I do not believe our emotional response to a situation, or person, etc. is due to, or caused by, how we store it's image. A rather frequent NLP position.

I do believe the strength of our emotional response to a situation, or person, is dependent on our set of values. If that real reaction is strong then we store the image bright, close, etc. Later when re-triggered the original emotion is accurately evoked.
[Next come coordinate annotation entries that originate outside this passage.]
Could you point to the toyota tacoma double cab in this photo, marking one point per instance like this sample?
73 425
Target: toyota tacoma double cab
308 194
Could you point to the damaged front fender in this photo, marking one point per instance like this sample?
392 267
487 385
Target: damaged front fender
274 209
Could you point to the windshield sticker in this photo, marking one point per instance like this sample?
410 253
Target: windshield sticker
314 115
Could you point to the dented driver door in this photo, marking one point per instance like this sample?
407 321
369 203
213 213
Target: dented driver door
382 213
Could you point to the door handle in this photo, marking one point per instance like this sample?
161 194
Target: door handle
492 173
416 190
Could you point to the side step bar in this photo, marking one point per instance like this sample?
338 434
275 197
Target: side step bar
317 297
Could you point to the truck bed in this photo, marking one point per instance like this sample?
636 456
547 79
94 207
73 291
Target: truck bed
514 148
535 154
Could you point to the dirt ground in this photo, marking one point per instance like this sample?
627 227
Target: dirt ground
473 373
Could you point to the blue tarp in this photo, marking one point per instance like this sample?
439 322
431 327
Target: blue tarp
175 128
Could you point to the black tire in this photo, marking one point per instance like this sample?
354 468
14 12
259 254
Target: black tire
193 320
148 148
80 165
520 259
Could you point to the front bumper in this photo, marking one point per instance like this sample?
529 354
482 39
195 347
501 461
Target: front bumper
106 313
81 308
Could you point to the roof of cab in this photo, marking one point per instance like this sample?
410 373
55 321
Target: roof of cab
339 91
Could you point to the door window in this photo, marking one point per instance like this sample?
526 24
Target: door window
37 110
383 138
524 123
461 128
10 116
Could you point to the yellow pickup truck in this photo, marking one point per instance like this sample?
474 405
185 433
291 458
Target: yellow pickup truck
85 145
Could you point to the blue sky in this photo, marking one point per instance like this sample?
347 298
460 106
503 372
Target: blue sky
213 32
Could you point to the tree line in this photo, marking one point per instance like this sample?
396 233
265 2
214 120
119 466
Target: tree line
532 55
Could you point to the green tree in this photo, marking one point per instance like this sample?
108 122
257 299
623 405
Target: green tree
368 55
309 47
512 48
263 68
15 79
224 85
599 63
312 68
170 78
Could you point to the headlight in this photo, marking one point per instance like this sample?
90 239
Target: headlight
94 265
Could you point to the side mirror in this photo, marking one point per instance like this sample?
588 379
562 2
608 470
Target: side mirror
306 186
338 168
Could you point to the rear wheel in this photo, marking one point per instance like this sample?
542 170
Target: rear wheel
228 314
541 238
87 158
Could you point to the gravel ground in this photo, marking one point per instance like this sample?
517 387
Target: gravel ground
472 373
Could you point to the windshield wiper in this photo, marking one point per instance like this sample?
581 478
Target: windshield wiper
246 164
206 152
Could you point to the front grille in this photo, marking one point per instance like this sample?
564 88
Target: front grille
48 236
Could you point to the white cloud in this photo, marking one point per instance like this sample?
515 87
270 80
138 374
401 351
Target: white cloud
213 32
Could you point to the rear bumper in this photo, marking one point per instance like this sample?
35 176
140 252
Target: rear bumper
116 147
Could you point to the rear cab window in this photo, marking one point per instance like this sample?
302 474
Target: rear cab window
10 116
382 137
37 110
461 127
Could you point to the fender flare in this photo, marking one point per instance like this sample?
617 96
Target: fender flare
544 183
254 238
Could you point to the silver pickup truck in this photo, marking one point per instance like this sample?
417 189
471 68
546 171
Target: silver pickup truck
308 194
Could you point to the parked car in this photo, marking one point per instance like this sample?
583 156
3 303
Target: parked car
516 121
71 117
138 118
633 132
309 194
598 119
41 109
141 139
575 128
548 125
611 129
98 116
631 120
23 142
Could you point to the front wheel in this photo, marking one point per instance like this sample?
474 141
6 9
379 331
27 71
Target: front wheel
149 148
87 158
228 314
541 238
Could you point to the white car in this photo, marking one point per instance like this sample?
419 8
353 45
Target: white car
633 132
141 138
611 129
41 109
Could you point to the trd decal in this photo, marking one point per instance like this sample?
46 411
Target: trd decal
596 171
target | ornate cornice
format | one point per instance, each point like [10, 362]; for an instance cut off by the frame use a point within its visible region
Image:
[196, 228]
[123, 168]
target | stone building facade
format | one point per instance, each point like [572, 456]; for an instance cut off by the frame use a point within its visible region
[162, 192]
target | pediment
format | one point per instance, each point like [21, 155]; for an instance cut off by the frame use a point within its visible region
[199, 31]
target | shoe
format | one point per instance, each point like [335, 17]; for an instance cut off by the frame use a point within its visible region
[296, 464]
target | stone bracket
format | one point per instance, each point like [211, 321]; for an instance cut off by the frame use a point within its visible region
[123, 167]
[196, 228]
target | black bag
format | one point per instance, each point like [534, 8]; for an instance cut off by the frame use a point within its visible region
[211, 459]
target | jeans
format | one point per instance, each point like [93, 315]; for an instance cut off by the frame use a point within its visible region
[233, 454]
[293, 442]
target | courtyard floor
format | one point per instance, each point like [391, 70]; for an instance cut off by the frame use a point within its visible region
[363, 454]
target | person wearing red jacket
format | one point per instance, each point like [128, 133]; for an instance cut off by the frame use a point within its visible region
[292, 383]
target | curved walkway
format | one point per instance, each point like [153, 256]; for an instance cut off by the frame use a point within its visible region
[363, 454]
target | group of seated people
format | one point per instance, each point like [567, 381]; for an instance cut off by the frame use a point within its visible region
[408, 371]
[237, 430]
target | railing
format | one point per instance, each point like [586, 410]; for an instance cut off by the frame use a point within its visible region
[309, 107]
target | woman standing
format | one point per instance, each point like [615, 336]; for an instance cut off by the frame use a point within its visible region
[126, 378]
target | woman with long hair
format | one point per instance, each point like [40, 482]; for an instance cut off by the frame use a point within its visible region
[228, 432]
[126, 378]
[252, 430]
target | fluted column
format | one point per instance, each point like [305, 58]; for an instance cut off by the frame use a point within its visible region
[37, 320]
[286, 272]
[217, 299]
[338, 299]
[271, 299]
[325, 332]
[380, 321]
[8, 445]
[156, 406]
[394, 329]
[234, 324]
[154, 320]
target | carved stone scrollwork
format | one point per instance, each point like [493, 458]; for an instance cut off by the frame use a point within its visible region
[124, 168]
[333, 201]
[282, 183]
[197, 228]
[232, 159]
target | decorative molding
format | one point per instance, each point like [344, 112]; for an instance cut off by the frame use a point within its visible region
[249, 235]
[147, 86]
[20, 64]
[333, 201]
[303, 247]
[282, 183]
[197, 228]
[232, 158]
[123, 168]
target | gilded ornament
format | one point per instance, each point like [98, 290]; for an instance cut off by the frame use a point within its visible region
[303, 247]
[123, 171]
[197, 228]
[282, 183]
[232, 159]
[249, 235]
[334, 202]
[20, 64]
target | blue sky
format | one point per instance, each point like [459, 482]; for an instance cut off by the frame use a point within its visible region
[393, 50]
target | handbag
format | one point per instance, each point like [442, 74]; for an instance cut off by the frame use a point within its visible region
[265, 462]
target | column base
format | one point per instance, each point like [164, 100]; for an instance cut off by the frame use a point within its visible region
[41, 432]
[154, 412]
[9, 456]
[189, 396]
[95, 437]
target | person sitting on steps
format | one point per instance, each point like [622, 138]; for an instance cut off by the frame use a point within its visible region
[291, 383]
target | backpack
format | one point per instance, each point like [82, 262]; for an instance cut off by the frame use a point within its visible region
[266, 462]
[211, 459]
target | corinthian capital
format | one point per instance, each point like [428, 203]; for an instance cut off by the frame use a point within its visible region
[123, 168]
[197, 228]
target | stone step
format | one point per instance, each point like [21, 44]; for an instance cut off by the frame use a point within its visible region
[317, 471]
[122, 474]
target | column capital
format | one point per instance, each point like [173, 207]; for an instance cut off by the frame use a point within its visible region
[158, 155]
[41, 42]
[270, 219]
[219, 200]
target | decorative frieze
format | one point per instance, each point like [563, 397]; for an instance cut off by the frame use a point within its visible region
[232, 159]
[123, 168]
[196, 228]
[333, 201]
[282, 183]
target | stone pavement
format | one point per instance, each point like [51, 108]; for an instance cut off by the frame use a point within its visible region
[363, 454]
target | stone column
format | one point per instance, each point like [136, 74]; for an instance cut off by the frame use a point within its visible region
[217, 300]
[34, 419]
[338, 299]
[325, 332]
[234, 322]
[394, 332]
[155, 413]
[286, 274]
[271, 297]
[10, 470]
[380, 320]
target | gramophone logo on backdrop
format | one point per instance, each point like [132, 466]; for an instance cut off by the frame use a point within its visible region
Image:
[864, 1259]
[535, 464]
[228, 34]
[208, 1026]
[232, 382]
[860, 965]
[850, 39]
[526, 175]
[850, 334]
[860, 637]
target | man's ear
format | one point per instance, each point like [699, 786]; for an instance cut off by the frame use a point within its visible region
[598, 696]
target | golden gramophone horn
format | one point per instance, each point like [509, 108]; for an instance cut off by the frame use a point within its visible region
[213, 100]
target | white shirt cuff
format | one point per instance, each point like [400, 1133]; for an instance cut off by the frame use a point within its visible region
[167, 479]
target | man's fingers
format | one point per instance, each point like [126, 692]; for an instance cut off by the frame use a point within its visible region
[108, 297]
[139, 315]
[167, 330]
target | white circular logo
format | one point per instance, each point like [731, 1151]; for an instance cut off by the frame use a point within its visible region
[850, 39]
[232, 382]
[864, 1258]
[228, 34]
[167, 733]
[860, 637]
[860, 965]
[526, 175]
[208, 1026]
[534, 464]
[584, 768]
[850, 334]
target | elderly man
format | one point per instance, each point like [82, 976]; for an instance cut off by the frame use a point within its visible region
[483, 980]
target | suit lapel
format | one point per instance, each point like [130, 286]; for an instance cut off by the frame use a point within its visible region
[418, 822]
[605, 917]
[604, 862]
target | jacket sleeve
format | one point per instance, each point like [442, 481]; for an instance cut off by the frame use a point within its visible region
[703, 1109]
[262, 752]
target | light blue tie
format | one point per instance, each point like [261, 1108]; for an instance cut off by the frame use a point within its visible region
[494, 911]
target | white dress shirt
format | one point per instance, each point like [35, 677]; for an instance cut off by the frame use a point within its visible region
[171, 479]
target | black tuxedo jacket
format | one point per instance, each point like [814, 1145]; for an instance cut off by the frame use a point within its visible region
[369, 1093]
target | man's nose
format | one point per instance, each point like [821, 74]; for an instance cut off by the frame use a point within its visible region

Thursday, August 14, 2014 11:35:28 PM | posted by Steve Andreas
Bob Gorman:
Yes, of course our emotional response is dependent on our values. The logic is that our values are also represented in the space around us. Let me be specific, and invite you to confirm this in your own experience.
Think of any two values that you have, for instance work and family. Notice what image comes to mind for each, and determine which is most important. "If I had to give up one of these, which one would I keep?"
Next, think of these two images simultaneously and you will find that they are in different locations in space. The value that is more important is usually higher (as in "higher value") or closer (or both), but some people have more unique ways of coding importance using other parameter. For instance the image of the more important value may be larger, or more brightly colored, moving, etc.
To summarize, we use space, and other internal perceptual parameters to "code" or categorize experiences (and groups of experiences) for easy reference. Since this is true, we can directly change the importance of an experience by changing the spatial coding.

Sunday, August 24, 2014 7:58:15 PM | posted by Perri
As a therapist, I was introduced to NLP in the 80's but didn't utilize it. Now, after 30 years of therapy, I realize that I need to reacquaint myself and use the techniques. Where would you recommend beginning (seminar, books, etc.)?

Wednesday, August 27, 2014 7:18:27 AM | posted by Vikas
Steve, thanks for a really good article. I could easily imagine, I am sitting by your side and noticing the changes in Sally's face, and while doing this I learned a lot.Please keep posting such articles.
Vikas

Thursday, October 2, 2014 10:15:01 PM | posted by Jack Ramsey
Thanks for the article Steve. I finally got to read it. I have been following your writing since the 2 day workshop in Peoria. I can still hear your voice when I read your work.

Wednesday, January 21, 2015 11:30:29 PM | posted by Adhya
Very much enjoyed this article and playing with submodalities myself. Very much appreciate the response to Bob's comment re values. Really like this explanation, find it very helpful. Thank you.